Zac Zasloff, a leader of Union Square Rising, said in an email and in speaking with Somerville Patch the group's decision to pull out stems from a perceived conflict of interest with the firm hired to conduct the mediation, Consensus Building Institute, or CBI, out of Cambridge.

The perceived conflict of interest arises from information, first published in the Somerville Journal, that one of CBI's managing directors, David Fairman, worked in 1989 for the , the non-profit group planning to build the 40-unit affordable housing development at the former Boys & Girls Clubs site on Washington Street.

That former connection would mean the mediation process would be "clouded with doubt," Zasloff said.

He said Union Square Rising is still eager to go through a mediation process but wants the city to pick another firm that doesn't have a connection to one of the parties involved.

Thomas Champion, a spokesperson for the city, said the city just learned of Union Square Rising's decision Monday and will make a determination quickly about whether the mediation will move forward.

"There's a whole group of stakeholders here," Champion said, noting the mediation was not intended to bridge the gap solely between the Somerville Community Corporation and Union Square Rising. The city could move forward with the mediation process without participation from Union Square Rising.

Champion said, "We do not see that there's even the appearance of a conflict of interest."

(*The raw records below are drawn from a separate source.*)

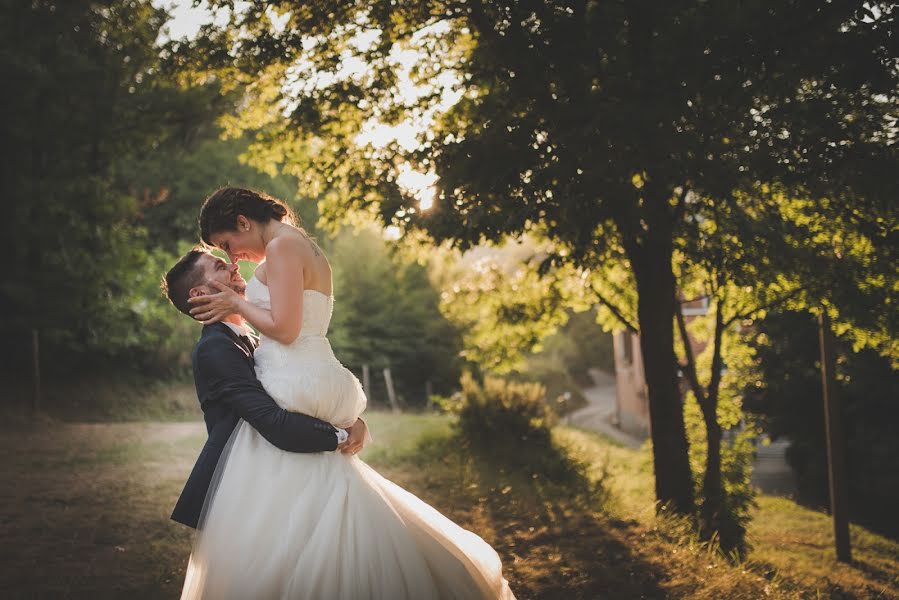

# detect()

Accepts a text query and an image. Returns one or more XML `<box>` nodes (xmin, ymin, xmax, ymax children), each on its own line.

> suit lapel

<box><xmin>207</xmin><ymin>321</ymin><xmax>256</xmax><ymax>356</ymax></box>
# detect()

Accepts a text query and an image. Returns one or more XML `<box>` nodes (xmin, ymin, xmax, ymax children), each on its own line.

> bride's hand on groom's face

<box><xmin>187</xmin><ymin>281</ymin><xmax>242</xmax><ymax>325</ymax></box>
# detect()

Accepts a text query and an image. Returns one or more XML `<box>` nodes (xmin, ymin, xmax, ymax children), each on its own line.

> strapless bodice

<box><xmin>246</xmin><ymin>277</ymin><xmax>366</xmax><ymax>427</ymax></box>
<box><xmin>246</xmin><ymin>275</ymin><xmax>334</xmax><ymax>339</ymax></box>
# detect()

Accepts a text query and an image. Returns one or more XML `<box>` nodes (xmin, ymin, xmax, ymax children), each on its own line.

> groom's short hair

<box><xmin>161</xmin><ymin>247</ymin><xmax>212</xmax><ymax>316</ymax></box>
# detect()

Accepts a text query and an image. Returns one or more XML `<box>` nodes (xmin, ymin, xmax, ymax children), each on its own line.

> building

<box><xmin>612</xmin><ymin>298</ymin><xmax>709</xmax><ymax>439</ymax></box>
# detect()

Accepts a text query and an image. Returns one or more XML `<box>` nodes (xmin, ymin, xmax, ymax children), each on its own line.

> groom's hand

<box><xmin>337</xmin><ymin>419</ymin><xmax>368</xmax><ymax>454</ymax></box>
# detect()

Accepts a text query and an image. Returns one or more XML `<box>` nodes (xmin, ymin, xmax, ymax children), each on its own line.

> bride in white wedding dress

<box><xmin>182</xmin><ymin>188</ymin><xmax>514</xmax><ymax>600</ymax></box>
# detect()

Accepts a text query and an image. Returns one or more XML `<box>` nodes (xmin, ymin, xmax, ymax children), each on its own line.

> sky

<box><xmin>153</xmin><ymin>0</ymin><xmax>450</xmax><ymax>216</ymax></box>
<box><xmin>153</xmin><ymin>0</ymin><xmax>221</xmax><ymax>39</ymax></box>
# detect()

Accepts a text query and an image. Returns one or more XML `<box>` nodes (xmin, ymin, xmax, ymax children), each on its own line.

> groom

<box><xmin>162</xmin><ymin>248</ymin><xmax>367</xmax><ymax>528</ymax></box>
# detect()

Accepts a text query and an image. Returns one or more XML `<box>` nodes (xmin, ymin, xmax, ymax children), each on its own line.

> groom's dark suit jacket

<box><xmin>172</xmin><ymin>323</ymin><xmax>337</xmax><ymax>528</ymax></box>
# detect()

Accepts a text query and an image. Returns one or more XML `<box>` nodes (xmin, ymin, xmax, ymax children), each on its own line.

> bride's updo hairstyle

<box><xmin>200</xmin><ymin>187</ymin><xmax>294</xmax><ymax>245</ymax></box>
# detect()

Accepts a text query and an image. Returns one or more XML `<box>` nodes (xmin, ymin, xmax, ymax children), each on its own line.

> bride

<box><xmin>182</xmin><ymin>188</ymin><xmax>513</xmax><ymax>600</ymax></box>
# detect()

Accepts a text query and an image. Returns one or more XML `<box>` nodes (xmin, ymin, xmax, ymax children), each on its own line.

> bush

<box><xmin>454</xmin><ymin>372</ymin><xmax>555</xmax><ymax>447</ymax></box>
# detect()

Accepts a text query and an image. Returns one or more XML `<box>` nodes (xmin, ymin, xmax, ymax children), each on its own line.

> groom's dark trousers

<box><xmin>172</xmin><ymin>323</ymin><xmax>337</xmax><ymax>528</ymax></box>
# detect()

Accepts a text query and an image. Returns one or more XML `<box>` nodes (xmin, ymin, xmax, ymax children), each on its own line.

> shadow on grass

<box><xmin>404</xmin><ymin>434</ymin><xmax>665</xmax><ymax>599</ymax></box>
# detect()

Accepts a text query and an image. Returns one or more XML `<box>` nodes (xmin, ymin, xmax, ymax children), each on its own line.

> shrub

<box><xmin>453</xmin><ymin>372</ymin><xmax>555</xmax><ymax>447</ymax></box>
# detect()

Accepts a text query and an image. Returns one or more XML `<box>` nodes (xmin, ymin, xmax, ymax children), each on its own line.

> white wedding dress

<box><xmin>181</xmin><ymin>277</ymin><xmax>514</xmax><ymax>600</ymax></box>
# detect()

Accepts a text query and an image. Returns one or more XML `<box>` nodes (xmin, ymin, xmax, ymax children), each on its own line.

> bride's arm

<box><xmin>188</xmin><ymin>237</ymin><xmax>304</xmax><ymax>344</ymax></box>
<box><xmin>239</xmin><ymin>237</ymin><xmax>304</xmax><ymax>344</ymax></box>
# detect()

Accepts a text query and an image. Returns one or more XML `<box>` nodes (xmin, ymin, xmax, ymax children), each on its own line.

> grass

<box><xmin>556</xmin><ymin>428</ymin><xmax>899</xmax><ymax>598</ymax></box>
<box><xmin>0</xmin><ymin>412</ymin><xmax>899</xmax><ymax>599</ymax></box>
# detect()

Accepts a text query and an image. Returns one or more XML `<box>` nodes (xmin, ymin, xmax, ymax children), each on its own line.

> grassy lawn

<box><xmin>0</xmin><ymin>412</ymin><xmax>899</xmax><ymax>598</ymax></box>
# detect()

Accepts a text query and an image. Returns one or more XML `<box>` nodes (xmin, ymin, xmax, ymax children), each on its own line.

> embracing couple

<box><xmin>163</xmin><ymin>188</ymin><xmax>513</xmax><ymax>600</ymax></box>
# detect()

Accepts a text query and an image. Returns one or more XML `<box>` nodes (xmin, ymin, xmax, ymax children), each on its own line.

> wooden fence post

<box><xmin>384</xmin><ymin>367</ymin><xmax>400</xmax><ymax>413</ymax></box>
<box><xmin>818</xmin><ymin>307</ymin><xmax>852</xmax><ymax>563</ymax></box>
<box><xmin>31</xmin><ymin>329</ymin><xmax>41</xmax><ymax>412</ymax></box>
<box><xmin>362</xmin><ymin>365</ymin><xmax>373</xmax><ymax>402</ymax></box>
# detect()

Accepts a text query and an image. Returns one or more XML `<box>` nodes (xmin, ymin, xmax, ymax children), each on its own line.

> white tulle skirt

<box><xmin>181</xmin><ymin>421</ymin><xmax>514</xmax><ymax>600</ymax></box>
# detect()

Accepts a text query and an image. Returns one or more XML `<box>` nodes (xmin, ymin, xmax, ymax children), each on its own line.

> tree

<box><xmin>322</xmin><ymin>227</ymin><xmax>462</xmax><ymax>406</ymax></box>
<box><xmin>188</xmin><ymin>0</ymin><xmax>897</xmax><ymax>513</ymax></box>
<box><xmin>0</xmin><ymin>0</ymin><xmax>246</xmax><ymax>375</ymax></box>
<box><xmin>743</xmin><ymin>312</ymin><xmax>899</xmax><ymax>537</ymax></box>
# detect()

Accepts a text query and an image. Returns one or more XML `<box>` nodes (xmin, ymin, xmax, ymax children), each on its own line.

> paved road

<box><xmin>565</xmin><ymin>369</ymin><xmax>796</xmax><ymax>496</ymax></box>
<box><xmin>565</xmin><ymin>369</ymin><xmax>643</xmax><ymax>448</ymax></box>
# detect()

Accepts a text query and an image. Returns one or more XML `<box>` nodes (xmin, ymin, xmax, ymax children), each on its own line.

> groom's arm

<box><xmin>195</xmin><ymin>338</ymin><xmax>337</xmax><ymax>452</ymax></box>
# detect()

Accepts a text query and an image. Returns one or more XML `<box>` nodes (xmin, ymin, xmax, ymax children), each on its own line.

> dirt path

<box><xmin>0</xmin><ymin>423</ymin><xmax>206</xmax><ymax>598</ymax></box>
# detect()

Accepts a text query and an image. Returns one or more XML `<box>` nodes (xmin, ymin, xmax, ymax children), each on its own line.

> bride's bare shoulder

<box><xmin>265</xmin><ymin>227</ymin><xmax>324</xmax><ymax>258</ymax></box>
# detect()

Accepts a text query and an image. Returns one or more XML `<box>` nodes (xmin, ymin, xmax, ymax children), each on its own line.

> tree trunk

<box><xmin>701</xmin><ymin>417</ymin><xmax>730</xmax><ymax>536</ymax></box>
<box><xmin>631</xmin><ymin>236</ymin><xmax>695</xmax><ymax>514</ymax></box>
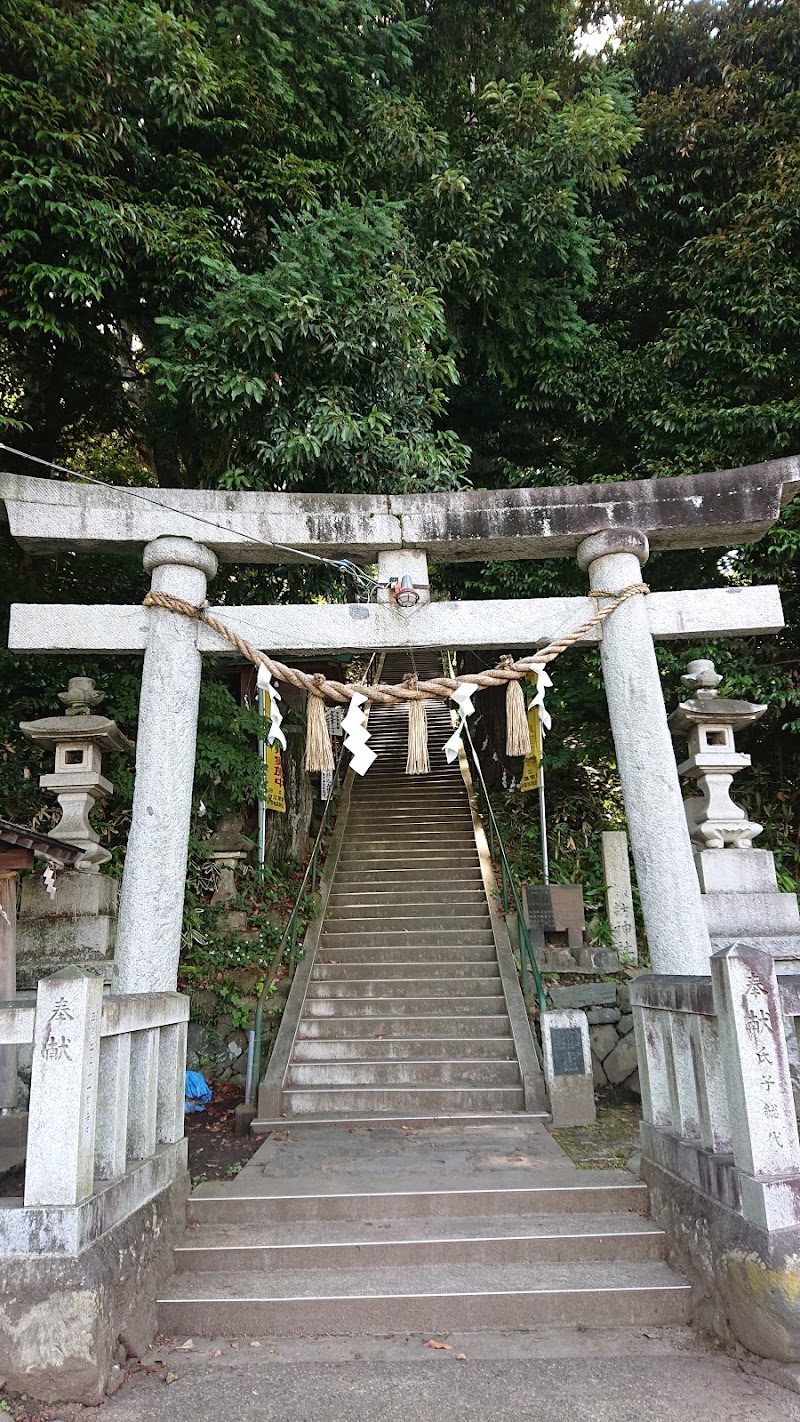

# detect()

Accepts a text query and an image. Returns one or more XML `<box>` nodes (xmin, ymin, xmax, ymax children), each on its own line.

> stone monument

<box><xmin>17</xmin><ymin>677</ymin><xmax>131</xmax><ymax>988</ymax></box>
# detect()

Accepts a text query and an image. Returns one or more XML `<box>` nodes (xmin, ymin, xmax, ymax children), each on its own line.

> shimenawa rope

<box><xmin>144</xmin><ymin>583</ymin><xmax>649</xmax><ymax>705</ymax></box>
<box><xmin>145</xmin><ymin>583</ymin><xmax>649</xmax><ymax>775</ymax></box>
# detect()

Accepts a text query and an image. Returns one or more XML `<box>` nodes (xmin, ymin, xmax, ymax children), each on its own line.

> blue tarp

<box><xmin>183</xmin><ymin>1071</ymin><xmax>212</xmax><ymax>1115</ymax></box>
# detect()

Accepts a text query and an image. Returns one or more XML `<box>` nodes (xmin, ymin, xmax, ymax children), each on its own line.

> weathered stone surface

<box><xmin>550</xmin><ymin>983</ymin><xmax>617</xmax><ymax>1007</ymax></box>
<box><xmin>0</xmin><ymin>1175</ymin><xmax>189</xmax><ymax>1406</ymax></box>
<box><xmin>585</xmin><ymin>1007</ymin><xmax>621</xmax><ymax>1027</ymax></box>
<box><xmin>695</xmin><ymin>849</ymin><xmax>777</xmax><ymax>893</ymax></box>
<box><xmin>578</xmin><ymin>526</ymin><xmax>710</xmax><ymax>973</ymax></box>
<box><xmin>641</xmin><ymin>1130</ymin><xmax>800</xmax><ymax>1364</ymax></box>
<box><xmin>541</xmin><ymin>1008</ymin><xmax>595</xmax><ymax>1126</ymax></box>
<box><xmin>114</xmin><ymin>538</ymin><xmax>217</xmax><ymax>993</ymax></box>
<box><xmin>9</xmin><ymin>586</ymin><xmax>783</xmax><ymax>657</ymax></box>
<box><xmin>0</xmin><ymin>456</ymin><xmax>800</xmax><ymax>563</ymax></box>
<box><xmin>591</xmin><ymin>948</ymin><xmax>621</xmax><ymax>973</ymax></box>
<box><xmin>588</xmin><ymin>1027</ymin><xmax>620</xmax><ymax>1061</ymax></box>
<box><xmin>710</xmin><ymin>944</ymin><xmax>800</xmax><ymax>1205</ymax></box>
<box><xmin>600</xmin><ymin>829</ymin><xmax>638</xmax><ymax>963</ymax></box>
<box><xmin>602</xmin><ymin>1032</ymin><xmax>638</xmax><ymax>1085</ymax></box>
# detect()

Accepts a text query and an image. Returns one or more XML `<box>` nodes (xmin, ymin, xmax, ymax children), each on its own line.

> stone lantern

<box><xmin>206</xmin><ymin>815</ymin><xmax>254</xmax><ymax>933</ymax></box>
<box><xmin>17</xmin><ymin>677</ymin><xmax>131</xmax><ymax>988</ymax></box>
<box><xmin>669</xmin><ymin>660</ymin><xmax>767</xmax><ymax>849</ymax></box>
<box><xmin>20</xmin><ymin>677</ymin><xmax>131</xmax><ymax>873</ymax></box>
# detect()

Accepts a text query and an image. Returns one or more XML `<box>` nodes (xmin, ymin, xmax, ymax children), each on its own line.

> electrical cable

<box><xmin>0</xmin><ymin>442</ymin><xmax>382</xmax><ymax>593</ymax></box>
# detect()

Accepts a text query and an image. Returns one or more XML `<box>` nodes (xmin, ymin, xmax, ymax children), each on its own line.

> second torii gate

<box><xmin>0</xmin><ymin>458</ymin><xmax>800</xmax><ymax>1012</ymax></box>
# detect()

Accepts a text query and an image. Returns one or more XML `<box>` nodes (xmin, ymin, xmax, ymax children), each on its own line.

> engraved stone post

<box><xmin>541</xmin><ymin>1007</ymin><xmax>595</xmax><ymax>1126</ymax></box>
<box><xmin>578</xmin><ymin>529</ymin><xmax>710</xmax><ymax>974</ymax></box>
<box><xmin>24</xmin><ymin>967</ymin><xmax>102</xmax><ymax>1207</ymax></box>
<box><xmin>600</xmin><ymin>829</ymin><xmax>639</xmax><ymax>963</ymax></box>
<box><xmin>710</xmin><ymin>943</ymin><xmax>800</xmax><ymax>1229</ymax></box>
<box><xmin>114</xmin><ymin>538</ymin><xmax>217</xmax><ymax>993</ymax></box>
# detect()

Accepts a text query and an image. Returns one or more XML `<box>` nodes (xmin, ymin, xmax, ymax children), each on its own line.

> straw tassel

<box><xmin>306</xmin><ymin>675</ymin><xmax>335</xmax><ymax>774</ymax></box>
<box><xmin>404</xmin><ymin>677</ymin><xmax>431</xmax><ymax>775</ymax></box>
<box><xmin>502</xmin><ymin>657</ymin><xmax>531</xmax><ymax>755</ymax></box>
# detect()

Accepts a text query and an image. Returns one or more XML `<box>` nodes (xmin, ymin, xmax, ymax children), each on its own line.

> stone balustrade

<box><xmin>0</xmin><ymin>967</ymin><xmax>189</xmax><ymax>1254</ymax></box>
<box><xmin>631</xmin><ymin>944</ymin><xmax>800</xmax><ymax>1230</ymax></box>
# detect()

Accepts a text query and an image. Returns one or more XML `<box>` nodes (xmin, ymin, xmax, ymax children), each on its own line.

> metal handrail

Fairman, Champion said, would not be involved in the mediation process (he heads the organization's international development practice). Champion also said CBI has an impeccable professional reputation. "CBI is a truly world class mediation service," he said.

Zasloff said Union Square Rising would willingly participate in a mediation process run by a different firm—he mentioned the Massachusetts Office of Public Collaboration as a possibility.

Asked if Union Square Rising was looking for an excuse to opt out of the mediation, Zasloff said, "If we were looking for an excuse … we would say we don't want mediation."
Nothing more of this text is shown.